Oplog: Tools & Libraries for All

As the final post in this short series on the oplog and what your applications can do with it now that MongoHQ's Elastic Deployments give you access to it, we'll look at the libraries (in various languages) and tools that use the oplog. Although the steps in getting the oplog are simple enough, making sure the code is reliable for all cases means it's often easier to use an existing library.

Ruby

We start with Mongoriver, a Ruby gem created and released as open source (MIT licence) by the developers at Stripe. Mongoriver has some interesting features. In our examples we've tended to start reading the latest from the oplog, but it is possible to work through the oplog from a particular point in time. Mongoriver can start from the beginning of the oplog, or be passed a particular time from which to work. For more complex tailing work there's also a persistant tailer which tracks the time of the operation it last read from the oplog and saves it in a collection which, when it restarts, it will refer to so it can start off without missing anything. The driver for this functionality can be found in another Stripe project, MoSQL, which replicates MongoDB collections content in a table within a PostgreSQL database. Stripe uses the replicated data as part of their offline analytics and uses MoSQL's oplog tailing to build and keep that replica up-to-date.

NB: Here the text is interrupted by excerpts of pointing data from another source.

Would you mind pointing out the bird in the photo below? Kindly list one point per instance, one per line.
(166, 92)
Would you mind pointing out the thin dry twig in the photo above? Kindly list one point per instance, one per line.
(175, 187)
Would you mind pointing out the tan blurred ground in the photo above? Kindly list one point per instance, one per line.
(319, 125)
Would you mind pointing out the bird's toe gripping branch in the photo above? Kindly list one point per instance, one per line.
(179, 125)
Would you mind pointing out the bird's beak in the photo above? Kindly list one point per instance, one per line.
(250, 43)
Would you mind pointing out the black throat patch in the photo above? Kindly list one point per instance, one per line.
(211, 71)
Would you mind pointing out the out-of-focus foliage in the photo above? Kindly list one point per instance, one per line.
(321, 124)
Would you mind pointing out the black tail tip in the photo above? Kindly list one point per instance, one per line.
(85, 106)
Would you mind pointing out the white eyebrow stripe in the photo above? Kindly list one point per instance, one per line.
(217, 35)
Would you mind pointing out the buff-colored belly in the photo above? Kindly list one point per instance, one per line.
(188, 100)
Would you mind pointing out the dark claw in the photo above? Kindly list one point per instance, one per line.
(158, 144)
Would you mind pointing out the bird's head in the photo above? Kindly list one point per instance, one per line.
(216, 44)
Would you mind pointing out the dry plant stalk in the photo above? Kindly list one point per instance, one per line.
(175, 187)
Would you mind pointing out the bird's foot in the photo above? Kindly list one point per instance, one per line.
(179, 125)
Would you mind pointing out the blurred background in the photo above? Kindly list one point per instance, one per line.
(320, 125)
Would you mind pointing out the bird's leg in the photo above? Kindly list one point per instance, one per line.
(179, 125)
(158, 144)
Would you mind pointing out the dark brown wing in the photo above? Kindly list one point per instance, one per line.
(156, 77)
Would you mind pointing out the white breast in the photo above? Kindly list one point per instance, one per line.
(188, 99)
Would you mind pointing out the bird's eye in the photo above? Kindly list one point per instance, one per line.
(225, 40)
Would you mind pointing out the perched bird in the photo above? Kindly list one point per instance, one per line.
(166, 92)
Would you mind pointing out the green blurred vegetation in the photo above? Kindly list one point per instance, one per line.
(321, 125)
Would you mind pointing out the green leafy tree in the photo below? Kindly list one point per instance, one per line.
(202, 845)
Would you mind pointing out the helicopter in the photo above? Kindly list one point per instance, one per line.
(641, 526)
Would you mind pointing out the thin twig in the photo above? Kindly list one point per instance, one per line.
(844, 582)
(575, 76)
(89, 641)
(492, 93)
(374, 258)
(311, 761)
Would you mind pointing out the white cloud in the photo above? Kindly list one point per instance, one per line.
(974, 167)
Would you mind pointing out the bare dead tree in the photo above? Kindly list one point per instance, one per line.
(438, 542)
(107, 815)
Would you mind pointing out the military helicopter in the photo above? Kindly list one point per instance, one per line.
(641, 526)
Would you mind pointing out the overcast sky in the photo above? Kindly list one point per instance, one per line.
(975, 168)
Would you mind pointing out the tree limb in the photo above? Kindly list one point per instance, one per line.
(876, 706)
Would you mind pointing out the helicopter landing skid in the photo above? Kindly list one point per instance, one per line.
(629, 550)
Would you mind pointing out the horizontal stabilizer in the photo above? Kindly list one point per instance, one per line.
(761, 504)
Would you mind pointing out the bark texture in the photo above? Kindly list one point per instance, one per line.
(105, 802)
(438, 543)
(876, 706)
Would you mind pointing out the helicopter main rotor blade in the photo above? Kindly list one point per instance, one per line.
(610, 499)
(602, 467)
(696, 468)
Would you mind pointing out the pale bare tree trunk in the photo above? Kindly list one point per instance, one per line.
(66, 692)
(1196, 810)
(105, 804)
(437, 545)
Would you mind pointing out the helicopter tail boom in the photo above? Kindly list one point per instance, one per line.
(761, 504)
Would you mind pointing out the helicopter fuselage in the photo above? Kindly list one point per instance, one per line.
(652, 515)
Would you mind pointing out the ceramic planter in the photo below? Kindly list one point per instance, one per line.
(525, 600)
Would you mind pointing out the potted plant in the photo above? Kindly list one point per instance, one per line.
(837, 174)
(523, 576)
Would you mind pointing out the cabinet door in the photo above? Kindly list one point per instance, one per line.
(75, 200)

As well as separating out the insert, delete and update operations, Mongoriver goes slightly further than other libraries in attempting to decode the various commands, like creating and dropping collections. All this is passed to an implementation of an AbstractOutlet:

module Mongoriver  
  class OplogWatcher < AbstractOutlet
    include Mongoriver::Logging

    def insert(db_name, collection_name, document)
      puts("got an insert for #{db_name}.#{collection_name}! #{document.inspect}")
    end

    def remove(db_name, collection_name, document)
      puts("got a remove for #{db_name}.#{collection_name}! #{document.inspect}")
    end

    def update(db_name, collection_name, selector, updates)
      puts("got an update for #{db_name}.#{collection_name}! #{selector}, #{updates}")
    end
  end
end  

To connect to this to the MongoDB database, we've found it easiest to create our own connection with a MongoDB URI and pass that to Mongoriver.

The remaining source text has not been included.